Bowling said Brownstown Community Church brought in what it had leftover from the Thanksgiving Community meal served Wednesday evening throughout the county. That include a number of sides that volunteers at The Alley didn’t have to make.
“We are feeding an army,” she said. “That’s a huge help to have this extra stuff and we’re very thankful.”
For Bowling, The Alley’s annual Thanksgiving meal has become her holiday tradition.
“These people are my family and this is what I do on Thanksgiving now,” she said, adding her family is so big they host Thanksgiving prior to the holiday. “I would absolutely have it no other way.”
Amber Ingalsbe, a board member at The Alley, said she looks forward to the meal each year because she knows people need it, particularly those who are or have been addicted to drugs. She can sympathize because she has been there, she said.

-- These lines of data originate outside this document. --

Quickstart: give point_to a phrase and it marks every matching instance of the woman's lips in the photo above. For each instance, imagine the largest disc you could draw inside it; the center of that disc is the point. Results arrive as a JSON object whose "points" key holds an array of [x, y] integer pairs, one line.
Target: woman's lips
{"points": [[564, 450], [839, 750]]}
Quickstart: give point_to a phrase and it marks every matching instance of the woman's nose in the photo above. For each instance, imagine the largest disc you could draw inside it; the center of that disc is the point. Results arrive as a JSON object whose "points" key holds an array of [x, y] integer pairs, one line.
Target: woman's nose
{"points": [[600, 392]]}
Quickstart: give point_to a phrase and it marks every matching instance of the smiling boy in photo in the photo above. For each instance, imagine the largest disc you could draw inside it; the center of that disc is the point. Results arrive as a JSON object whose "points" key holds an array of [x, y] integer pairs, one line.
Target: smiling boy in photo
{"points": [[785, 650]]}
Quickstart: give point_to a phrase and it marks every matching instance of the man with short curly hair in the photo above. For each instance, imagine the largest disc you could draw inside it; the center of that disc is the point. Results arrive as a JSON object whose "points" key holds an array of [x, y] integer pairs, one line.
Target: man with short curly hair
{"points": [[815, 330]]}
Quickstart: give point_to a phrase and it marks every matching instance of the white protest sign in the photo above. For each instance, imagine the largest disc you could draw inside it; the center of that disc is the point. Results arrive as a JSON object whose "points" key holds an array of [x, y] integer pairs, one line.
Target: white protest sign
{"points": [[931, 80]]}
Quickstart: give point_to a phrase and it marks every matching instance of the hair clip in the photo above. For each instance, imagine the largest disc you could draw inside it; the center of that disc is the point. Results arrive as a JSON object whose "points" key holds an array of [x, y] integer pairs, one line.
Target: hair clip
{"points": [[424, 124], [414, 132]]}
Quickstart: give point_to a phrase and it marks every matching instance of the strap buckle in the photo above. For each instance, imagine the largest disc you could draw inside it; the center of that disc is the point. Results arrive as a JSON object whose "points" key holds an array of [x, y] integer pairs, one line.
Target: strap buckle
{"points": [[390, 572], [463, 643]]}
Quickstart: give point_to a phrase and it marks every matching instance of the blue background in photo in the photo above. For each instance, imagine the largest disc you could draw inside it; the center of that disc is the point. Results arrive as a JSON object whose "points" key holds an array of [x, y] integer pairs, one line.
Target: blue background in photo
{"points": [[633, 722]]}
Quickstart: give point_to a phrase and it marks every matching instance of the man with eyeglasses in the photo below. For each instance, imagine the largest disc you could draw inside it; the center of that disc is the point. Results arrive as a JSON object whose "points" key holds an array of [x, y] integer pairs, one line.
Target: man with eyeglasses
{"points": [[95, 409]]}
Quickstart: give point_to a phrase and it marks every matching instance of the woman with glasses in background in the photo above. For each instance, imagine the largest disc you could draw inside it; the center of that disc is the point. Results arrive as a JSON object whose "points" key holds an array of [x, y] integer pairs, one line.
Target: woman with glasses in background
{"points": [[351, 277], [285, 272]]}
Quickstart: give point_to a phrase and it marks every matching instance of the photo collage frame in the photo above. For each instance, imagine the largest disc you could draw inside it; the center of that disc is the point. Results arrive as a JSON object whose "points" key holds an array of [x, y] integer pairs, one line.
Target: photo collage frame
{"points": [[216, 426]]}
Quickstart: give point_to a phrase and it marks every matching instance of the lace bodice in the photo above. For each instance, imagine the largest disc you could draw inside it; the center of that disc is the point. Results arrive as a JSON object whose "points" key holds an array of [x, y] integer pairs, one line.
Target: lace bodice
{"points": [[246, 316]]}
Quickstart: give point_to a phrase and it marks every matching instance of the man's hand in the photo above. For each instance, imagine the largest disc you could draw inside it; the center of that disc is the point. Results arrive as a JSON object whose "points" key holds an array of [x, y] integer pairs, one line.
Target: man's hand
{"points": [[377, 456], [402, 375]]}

“I know when I was in active addiction I was too ashamed to go home for the holidays and be around,” she said. “Here, they can come and it doesn’t matter and we won’t judge them, but just greet them with open arms, feed them and love them.”
Ingalsbe shared a story of the church’s ministry not only on Thanksgiving, but throughout the year. She said a boy with younger brothers came by shortly after she started volunteering.
“I asked them what they wanted to eat thinking they’d be picky,” she said. “The boy said he didn’t care, they just needed something to eat.”
It was a powerful moment for Ingalsbe and it’s why she finds herself committed to serving a free meal to those in need on a holiday where she could be at home with her family.
“I’d probably be cooking at home, but since I’m helping here, my family is going to have Thanksgiving on Sunday,” she said. “I’m thankful for my relationship with Jesus Christ, my sobriety and my family. That’s all that matters.”
Wagoner said his favorite part about helping at The Alley through its meal ministry is the fact they will accept anyone without hesitation.
“You can come here no matter what and with whatever has gone on in your life,” he said. “That’s the beauty of it. We accept you wherever you’re at.”